26/02/2023
Le ski et l’ostéopathie 🎿
La saison de ski est ouverte! Les différentes formes de glisse sur la neige gardent au fil des années un nombre important d’adeptes et de passionnés. Sa pratique évolue, augmentant, de fait, le risque potentiel d’accidents avec parfois des traumatismes graves. Comment l’ostéopathie peut-elle aider à préparer au mieux un séjour de ski?

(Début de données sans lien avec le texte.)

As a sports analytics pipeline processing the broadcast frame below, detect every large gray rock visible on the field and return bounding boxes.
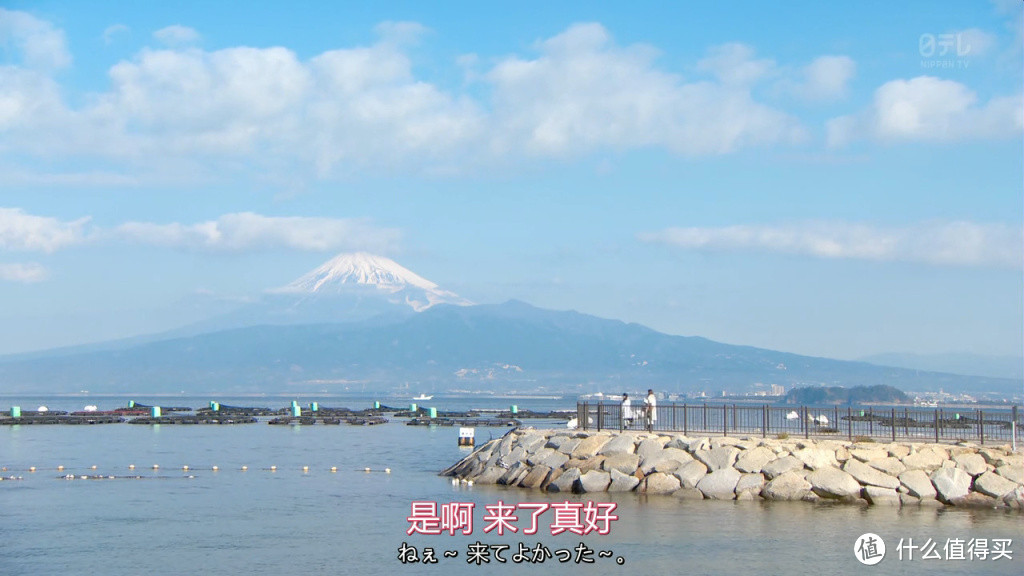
[899,470,935,500]
[643,472,680,494]
[867,456,906,477]
[761,456,804,480]
[850,448,889,462]
[974,472,1018,498]
[901,448,946,472]
[793,448,839,470]
[733,446,775,474]
[573,470,611,493]
[864,486,900,506]
[949,487,1002,508]
[597,434,636,456]
[638,448,693,474]
[761,471,811,500]
[548,468,581,492]
[673,460,708,488]
[601,454,640,475]
[843,458,899,490]
[711,436,743,449]
[519,466,551,488]
[995,464,1024,484]
[498,434,518,456]
[931,468,971,503]
[978,447,1009,468]
[1002,486,1024,510]
[556,438,585,456]
[672,488,703,500]
[498,446,526,468]
[637,436,669,462]
[953,453,988,476]
[544,433,573,450]
[665,436,702,450]
[498,462,529,486]
[735,472,765,500]
[518,433,547,454]
[693,446,739,471]
[473,466,508,484]
[572,434,611,459]
[807,466,860,500]
[696,467,740,500]
[562,455,606,474]
[528,448,569,468]
[608,469,640,492]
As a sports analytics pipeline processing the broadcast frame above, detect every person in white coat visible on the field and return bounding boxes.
[622,393,633,428]
[643,388,657,431]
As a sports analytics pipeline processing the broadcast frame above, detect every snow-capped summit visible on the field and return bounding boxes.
[271,252,471,312]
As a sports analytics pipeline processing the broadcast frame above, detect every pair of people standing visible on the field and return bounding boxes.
[622,388,657,431]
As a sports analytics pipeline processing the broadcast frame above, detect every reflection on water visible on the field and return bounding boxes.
[0,397,1024,575]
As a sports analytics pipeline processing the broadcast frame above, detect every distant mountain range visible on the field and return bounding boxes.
[860,354,1024,380]
[0,254,1021,396]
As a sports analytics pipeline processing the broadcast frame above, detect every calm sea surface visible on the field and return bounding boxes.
[0,397,1024,576]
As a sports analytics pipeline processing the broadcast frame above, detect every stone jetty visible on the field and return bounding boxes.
[441,428,1024,510]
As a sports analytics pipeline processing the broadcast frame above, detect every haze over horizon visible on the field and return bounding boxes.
[0,1,1024,359]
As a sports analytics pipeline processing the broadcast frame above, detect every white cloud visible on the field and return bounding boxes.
[0,204,401,253]
[485,24,805,156]
[103,24,131,44]
[780,55,857,100]
[638,221,1024,269]
[954,28,995,57]
[111,212,400,252]
[0,17,806,177]
[0,8,71,70]
[826,76,1024,147]
[0,208,89,252]
[0,262,49,284]
[697,43,776,86]
[153,24,201,46]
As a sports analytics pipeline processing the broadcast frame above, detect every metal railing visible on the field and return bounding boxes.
[577,402,1021,449]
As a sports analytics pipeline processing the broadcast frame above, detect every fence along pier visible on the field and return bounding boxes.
[577,402,1021,448]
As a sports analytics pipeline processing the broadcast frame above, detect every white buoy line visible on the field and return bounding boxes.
[0,464,391,481]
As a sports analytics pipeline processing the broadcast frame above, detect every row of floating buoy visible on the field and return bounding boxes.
[0,464,391,473]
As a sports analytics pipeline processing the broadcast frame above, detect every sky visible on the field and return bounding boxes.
[0,0,1024,359]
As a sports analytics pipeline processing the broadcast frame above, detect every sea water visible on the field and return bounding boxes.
[0,398,1024,576]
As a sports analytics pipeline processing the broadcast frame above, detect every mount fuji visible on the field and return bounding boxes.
[0,252,1020,398]
[184,252,473,335]
[270,252,472,312]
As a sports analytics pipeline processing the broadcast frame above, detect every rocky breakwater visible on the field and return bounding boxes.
[441,428,1024,510]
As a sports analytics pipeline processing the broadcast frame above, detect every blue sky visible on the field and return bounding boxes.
[0,0,1024,358]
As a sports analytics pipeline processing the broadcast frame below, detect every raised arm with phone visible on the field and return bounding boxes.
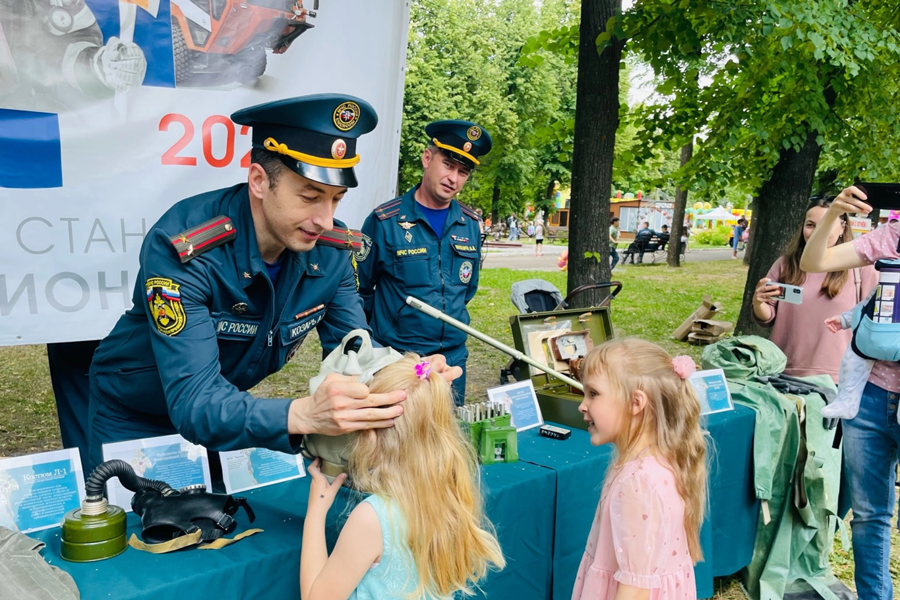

Est-il nécessaire de consulter avant votre séjour pour être des plus affûtés, sinon lors de votre retour pour tout remettre d’aplomb?
Ostéopathie avant le ski
Que vous pratiquiez le ski alpin, le ski de randonnée, le ski de fond ou encore le snowboard, une consultation chez votre ostéopathe dans la semaine précédant votre départ peut vous être des plus bénéfiques et vous permettre de passer des vacances sans douleur et d’éviter les blessures.
En effet, toute perte de mobilité articulaire, toutes tensions musculo-ligamentaires ou toutes dysfonctions viscérales provoquent un déséquilibre de votre biomécanique pouvant aussi affecter votre état de santé global.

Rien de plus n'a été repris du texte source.